Semarang – Kejaksaan Negeri Kabupaten Semarang mengeksekusi Suyoto ST, buronan terpidana korupsi perkara Tipikor Pembangunan Jalan Tol Semarang-Solo (Tahap I Semarang-Bawen) tahun 2007-2008.
Suyoto dieksekusi setelah sebelumnya ditangkap paksa di rumahnya setelah sebelumnya dinyatakan buron.
“Eksekusi didasarkan putusan MA RI Nomor 711 K/Pid.Sus/2014 jo.55/Pid.sus/2012/PT.TPK.smg jo 21/Pid.Sus/2012/PN.Tipikot.Smg tanggal 04 Desember 2014, serta Surat Perintah Pelaksanaan Putusan Pengadilan P.48 nomor : 1418/M.3.42/Fu.1/10/2021 tanggal 22 Oktober 2021,” jelas Asisten Intelejen Kejati Jatenh, Emilwan Ridwan dalam keterangan tertulisnya, Selasa (26/10/2021).

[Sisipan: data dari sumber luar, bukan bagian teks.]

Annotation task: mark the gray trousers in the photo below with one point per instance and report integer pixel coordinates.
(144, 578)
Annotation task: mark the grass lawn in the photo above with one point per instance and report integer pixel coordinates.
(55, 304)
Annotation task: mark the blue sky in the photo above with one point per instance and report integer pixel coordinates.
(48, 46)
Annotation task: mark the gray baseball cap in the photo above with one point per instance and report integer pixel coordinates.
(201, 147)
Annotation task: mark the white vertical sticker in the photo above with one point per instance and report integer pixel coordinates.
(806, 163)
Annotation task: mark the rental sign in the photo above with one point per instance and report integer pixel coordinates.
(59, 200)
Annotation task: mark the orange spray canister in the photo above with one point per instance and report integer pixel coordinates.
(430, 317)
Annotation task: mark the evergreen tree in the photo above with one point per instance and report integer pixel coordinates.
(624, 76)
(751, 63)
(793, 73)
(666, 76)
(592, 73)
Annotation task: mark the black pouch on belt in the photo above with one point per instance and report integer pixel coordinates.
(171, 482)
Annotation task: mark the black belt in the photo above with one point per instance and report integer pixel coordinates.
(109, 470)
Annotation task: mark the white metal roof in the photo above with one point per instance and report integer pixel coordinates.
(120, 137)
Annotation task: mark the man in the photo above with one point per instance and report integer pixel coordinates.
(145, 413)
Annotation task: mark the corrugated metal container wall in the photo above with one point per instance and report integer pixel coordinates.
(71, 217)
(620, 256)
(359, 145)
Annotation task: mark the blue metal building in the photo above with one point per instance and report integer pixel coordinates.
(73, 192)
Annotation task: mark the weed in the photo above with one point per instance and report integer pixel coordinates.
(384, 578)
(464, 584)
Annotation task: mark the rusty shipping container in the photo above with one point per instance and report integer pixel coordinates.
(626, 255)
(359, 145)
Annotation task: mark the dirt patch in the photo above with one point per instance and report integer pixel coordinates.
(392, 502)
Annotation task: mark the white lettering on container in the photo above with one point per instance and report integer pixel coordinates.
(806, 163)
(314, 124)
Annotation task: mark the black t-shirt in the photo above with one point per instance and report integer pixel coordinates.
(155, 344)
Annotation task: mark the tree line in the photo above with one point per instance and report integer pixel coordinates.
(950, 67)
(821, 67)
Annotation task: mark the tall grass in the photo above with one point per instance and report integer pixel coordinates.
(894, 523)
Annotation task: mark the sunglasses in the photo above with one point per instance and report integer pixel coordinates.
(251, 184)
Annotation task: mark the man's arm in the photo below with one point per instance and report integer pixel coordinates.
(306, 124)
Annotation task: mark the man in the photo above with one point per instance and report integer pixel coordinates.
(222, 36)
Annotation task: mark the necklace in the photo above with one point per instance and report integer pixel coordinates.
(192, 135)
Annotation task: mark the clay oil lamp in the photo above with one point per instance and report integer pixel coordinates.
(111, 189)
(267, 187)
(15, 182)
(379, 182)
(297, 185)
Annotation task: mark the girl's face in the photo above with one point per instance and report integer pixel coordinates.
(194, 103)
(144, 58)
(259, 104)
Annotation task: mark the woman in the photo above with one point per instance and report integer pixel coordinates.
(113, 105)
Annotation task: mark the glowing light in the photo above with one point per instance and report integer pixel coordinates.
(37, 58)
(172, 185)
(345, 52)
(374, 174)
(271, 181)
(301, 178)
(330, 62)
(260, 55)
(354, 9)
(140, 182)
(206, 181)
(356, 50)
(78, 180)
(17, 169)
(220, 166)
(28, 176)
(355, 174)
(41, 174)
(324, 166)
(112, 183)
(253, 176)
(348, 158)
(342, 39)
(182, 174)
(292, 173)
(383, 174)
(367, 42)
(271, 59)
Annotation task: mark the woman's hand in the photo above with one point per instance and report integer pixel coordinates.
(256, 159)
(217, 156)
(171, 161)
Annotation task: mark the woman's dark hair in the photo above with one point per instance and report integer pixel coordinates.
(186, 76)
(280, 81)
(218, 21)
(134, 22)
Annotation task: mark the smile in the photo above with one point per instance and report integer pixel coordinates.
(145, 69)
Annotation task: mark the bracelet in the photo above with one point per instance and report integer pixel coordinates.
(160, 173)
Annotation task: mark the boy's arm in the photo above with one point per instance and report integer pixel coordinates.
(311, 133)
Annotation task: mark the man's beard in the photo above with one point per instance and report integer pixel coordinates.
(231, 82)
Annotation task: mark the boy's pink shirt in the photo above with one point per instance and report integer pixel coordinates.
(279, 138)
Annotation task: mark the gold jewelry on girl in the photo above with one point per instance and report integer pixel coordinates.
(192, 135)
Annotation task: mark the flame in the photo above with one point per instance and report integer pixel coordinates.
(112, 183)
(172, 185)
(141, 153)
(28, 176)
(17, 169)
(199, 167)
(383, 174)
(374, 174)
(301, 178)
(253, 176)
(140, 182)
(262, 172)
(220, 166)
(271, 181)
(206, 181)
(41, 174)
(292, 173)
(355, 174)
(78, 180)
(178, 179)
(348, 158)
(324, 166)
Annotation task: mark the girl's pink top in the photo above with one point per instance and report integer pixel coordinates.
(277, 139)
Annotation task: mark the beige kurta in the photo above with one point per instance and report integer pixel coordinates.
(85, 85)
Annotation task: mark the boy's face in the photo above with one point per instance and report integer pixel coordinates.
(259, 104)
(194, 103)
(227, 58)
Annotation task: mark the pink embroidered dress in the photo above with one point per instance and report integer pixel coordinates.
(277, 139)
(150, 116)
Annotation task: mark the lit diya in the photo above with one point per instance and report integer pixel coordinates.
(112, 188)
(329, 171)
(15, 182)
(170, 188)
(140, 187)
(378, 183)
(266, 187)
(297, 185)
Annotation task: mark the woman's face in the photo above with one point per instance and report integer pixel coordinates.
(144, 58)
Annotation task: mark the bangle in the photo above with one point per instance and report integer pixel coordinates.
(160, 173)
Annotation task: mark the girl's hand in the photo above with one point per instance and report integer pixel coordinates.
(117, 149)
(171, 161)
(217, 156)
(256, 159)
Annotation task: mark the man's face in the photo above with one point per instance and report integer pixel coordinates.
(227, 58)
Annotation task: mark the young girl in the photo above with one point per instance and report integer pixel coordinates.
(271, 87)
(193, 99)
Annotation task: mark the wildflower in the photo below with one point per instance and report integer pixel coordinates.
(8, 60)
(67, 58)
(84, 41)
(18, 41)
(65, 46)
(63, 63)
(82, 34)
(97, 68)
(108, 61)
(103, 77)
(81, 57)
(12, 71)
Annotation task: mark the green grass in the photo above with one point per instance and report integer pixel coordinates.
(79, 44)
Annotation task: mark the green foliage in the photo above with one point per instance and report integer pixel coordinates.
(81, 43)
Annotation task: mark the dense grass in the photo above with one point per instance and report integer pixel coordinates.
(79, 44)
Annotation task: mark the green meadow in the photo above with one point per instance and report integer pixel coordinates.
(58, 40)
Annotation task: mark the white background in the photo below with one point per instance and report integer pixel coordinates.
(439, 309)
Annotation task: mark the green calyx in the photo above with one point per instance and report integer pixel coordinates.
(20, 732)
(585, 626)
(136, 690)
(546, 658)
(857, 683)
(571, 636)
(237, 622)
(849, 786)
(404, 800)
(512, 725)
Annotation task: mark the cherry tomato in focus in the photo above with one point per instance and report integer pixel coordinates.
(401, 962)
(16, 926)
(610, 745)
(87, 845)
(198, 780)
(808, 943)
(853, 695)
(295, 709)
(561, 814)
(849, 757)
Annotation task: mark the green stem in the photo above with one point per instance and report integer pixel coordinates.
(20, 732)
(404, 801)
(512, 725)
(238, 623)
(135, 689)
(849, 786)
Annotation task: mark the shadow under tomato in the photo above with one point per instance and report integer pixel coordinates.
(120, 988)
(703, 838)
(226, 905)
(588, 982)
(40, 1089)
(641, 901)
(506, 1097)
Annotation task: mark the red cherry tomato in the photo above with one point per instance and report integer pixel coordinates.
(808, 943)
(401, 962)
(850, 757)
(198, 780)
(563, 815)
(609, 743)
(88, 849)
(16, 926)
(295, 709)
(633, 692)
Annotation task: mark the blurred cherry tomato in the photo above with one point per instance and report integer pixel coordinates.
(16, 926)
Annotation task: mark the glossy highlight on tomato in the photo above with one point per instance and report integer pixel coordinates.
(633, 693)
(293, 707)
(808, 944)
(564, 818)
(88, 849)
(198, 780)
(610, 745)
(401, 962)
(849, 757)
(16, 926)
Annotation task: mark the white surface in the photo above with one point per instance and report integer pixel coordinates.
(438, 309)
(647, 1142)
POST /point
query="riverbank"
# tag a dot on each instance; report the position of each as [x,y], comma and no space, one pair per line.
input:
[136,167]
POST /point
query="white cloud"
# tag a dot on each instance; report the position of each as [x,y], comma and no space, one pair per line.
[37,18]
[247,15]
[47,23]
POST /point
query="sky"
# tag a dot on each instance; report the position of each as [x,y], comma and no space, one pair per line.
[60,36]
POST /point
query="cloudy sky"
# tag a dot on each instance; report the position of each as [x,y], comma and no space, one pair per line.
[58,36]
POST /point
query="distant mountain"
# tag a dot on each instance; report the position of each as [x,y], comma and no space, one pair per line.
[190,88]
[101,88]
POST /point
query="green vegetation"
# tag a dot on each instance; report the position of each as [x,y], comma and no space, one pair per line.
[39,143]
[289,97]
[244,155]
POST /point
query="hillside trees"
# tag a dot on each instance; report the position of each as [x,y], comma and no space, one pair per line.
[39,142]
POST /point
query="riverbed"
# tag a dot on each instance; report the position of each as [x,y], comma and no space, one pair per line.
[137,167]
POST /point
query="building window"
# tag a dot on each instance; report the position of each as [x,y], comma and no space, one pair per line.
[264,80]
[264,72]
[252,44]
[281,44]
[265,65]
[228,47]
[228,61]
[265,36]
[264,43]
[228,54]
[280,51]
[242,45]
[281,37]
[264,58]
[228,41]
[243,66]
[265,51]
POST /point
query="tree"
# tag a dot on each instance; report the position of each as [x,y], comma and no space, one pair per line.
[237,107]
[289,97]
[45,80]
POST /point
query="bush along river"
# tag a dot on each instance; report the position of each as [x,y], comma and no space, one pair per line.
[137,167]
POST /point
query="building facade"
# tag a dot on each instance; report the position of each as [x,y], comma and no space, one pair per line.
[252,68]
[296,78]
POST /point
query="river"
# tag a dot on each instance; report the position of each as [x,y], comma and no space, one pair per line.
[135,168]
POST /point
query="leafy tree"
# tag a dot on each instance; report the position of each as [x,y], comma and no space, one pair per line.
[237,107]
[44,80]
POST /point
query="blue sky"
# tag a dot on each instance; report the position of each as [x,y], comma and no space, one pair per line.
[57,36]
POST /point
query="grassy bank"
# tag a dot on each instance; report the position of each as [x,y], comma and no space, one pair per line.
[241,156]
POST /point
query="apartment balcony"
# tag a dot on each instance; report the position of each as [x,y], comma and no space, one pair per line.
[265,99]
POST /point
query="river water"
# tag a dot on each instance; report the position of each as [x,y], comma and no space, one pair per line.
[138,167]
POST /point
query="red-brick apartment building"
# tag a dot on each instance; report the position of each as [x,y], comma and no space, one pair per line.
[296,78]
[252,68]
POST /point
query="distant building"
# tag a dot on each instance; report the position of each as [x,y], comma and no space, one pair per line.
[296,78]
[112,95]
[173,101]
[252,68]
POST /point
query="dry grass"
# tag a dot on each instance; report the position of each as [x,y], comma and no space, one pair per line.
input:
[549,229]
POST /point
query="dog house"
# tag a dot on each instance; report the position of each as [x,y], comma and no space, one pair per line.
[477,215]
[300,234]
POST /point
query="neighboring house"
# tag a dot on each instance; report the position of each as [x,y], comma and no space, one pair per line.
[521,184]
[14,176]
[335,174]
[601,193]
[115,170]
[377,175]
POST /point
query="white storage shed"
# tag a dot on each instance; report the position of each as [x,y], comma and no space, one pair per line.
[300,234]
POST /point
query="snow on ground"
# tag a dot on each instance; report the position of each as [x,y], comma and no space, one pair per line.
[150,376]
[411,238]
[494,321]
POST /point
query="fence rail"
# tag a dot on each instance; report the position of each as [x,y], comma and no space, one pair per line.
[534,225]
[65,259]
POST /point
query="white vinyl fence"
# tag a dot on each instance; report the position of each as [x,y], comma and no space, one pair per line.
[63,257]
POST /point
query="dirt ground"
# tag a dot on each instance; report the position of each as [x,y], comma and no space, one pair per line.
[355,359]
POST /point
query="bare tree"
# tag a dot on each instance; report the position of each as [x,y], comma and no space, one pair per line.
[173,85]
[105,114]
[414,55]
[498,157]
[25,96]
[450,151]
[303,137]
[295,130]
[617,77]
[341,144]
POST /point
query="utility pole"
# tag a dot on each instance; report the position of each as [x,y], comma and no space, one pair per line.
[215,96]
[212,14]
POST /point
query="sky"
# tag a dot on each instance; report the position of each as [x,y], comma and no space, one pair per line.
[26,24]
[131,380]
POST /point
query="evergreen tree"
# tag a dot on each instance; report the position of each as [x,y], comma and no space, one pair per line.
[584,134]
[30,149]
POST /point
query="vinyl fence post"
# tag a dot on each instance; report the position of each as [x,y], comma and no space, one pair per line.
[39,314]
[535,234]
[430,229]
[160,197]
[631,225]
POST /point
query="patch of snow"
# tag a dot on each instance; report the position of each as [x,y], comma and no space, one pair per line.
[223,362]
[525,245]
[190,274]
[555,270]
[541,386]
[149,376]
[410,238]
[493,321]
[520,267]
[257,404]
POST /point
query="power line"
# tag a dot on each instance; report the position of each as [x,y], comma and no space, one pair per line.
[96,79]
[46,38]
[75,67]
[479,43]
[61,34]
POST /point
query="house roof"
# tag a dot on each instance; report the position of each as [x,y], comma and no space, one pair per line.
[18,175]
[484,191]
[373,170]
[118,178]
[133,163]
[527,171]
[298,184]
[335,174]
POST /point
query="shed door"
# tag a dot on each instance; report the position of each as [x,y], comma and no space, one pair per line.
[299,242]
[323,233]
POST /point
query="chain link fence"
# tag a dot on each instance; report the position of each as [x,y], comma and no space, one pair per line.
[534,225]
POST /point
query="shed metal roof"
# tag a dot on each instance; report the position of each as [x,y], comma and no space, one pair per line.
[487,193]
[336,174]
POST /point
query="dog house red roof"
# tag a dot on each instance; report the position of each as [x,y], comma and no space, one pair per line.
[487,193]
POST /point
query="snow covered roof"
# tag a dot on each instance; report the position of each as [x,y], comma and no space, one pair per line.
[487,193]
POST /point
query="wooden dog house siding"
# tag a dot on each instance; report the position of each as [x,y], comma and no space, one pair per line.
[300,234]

Asintel menjelaskan, penangkapan dilakukan Selasa tanggal 26 Oktober 2021 sekira pukul 14.00 wib oleh tim dari Kejari Kabupaten Semarang dengan dibantu tim intelijen Kejaksaan Tinggi Jawa Tengah dan Adhyaksa Monitoring Center (AMC) Kejaksaan RI.
Penangkapan dalam kegiatan intelijen berupa tangkap buronan (tabur) DPO dengan melaksanakan eksekusi itu dilakukan di rumh terpidana Suyoto.
“Di kediaman DPO terpidana beralamat di jalan Taman Durian 4 No.10 Kelurahan Srondol Wetan Kecamatan Banyumanik Kota Semarang,” jelas Asintel.
Eksekusi dilakukan Kasi pidsus dan Kasi Intelijen Kabupaten Semarang dan tim jaksa eksekutor terhadap DPO terpidana Suyoto didampingi istri dan warga sekitar bernama Kasiman.
“Tim membawa DPO terpidana ke kantor Kejaksaan Negeri Kabupaten Semarang untuk selanjutnya dilaksanakan eksekusi ke Lapas Ambarawa,” imbuh dia.

Suyoto, mantan pejabat Pemerintah Kabupaten Semarang yang sebelumnya juga menjabat sebagai Ketua Tim Pengadaan Tanah (TPT) Jalan Tol Semarang-Ungaran. Ia terlibat dalam kasus korupsi pembebasan lahan di Jatirunggo, Kabupaten Semarang.
Kasus ini berawal dari adanya penggusuran lahan hutan karena dilalui proyek jalan tol Semarang-Solo. Sesuai aturan, hutan yang digusur harus diganti dua kali lipat. Tanah di Jatirunggo seluas 26.996 dibebaskan untuk mengganti lahan hutan tersebut. Namun warga hanya menerima Rp 20 ribu per meter persegi dari calo.